California's under-performing schools highlight need for school choice
California’s K-12 students have some of the lowest standardized test scores in the nation. Further, the performance gap separating white students from their black and Hispanic classmates is larger in California than it is nationwide. California’s children are suffering, but what can we do about it?
School choice would improve California’s public education system and narrow the racial performance gap. As one report shows, black students perform better in charter schools than in traditional public schools:
As the studies and stories in this issue brief indicate, public charter schools are making a positive impact on Black students. If we are truly committed to closing the learning gap in America, we must pay more attention to these findings and re-double our commitment to making these public school options available to more students across the country.

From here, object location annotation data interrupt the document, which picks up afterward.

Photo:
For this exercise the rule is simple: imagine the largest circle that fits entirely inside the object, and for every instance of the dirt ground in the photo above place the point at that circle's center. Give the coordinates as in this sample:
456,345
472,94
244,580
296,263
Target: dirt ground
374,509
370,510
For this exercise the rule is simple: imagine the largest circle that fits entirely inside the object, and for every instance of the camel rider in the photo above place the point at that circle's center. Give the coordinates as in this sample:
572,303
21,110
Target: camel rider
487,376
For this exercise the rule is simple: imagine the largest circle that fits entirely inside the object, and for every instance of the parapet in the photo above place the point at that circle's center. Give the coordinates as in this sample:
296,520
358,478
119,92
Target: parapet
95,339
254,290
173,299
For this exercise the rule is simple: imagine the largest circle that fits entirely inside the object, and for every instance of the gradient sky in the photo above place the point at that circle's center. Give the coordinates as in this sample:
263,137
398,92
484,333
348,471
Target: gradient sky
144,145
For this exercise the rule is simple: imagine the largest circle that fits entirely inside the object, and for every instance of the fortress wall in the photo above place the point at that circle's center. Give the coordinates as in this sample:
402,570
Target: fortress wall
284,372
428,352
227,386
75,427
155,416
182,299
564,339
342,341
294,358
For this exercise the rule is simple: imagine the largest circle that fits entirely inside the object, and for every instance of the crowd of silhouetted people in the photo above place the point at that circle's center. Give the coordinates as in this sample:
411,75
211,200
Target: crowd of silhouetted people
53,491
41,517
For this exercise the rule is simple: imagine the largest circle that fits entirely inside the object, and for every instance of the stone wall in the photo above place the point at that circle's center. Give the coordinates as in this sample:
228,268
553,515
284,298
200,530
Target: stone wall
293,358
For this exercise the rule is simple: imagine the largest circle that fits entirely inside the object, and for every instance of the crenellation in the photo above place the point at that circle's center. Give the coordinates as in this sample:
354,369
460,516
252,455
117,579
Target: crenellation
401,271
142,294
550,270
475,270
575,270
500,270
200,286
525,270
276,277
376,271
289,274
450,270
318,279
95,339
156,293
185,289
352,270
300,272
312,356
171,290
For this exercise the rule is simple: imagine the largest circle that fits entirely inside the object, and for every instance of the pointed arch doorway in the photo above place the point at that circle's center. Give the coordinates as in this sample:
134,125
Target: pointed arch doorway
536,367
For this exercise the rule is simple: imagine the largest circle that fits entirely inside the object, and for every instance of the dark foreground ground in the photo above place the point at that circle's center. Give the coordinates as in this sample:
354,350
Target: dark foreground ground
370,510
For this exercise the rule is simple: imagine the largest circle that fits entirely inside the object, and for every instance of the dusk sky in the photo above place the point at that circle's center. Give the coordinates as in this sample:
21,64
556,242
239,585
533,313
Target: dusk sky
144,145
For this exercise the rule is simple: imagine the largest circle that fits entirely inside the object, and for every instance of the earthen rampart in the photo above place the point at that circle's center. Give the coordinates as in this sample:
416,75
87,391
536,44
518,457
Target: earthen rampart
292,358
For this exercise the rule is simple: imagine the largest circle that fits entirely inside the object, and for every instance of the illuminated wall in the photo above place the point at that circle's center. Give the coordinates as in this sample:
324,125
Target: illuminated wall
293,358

This is why Virginia Walden Ford, a civil rights pioneer who fought to eliminate racial segregation in public schools, said: “School choice is the civil rights battle of the 21st century.”
Charter schools are secular and tuition-free and they out-perform traditional public schools. They provide hope for families, especially ones who are financially unable to pull their children out of failing schools and send them to private schools.
Not surprisingly, the popularity of charter schools in California has soared in recent years. Because there aren’t enough charter schools to fill the demand, more than 70,000 students in California were placed on charter school waiting lists. That especially has been a problem in Los Angeles, where huge numbers of students are trying to switch from traditional public schools to charter schools.
Unfortunately, there have been efforts by California school districts to thwart the success of charter schools. So, Pacific Legal Foundation has stepped in to protect school choice in two very important cases. If a court incorrectly decides either of those cases, school districts would be free to ignore Proposition 39, the voter-enacted state constitutional amendment that requires school districts to equally treat traditional public schools and charter schools.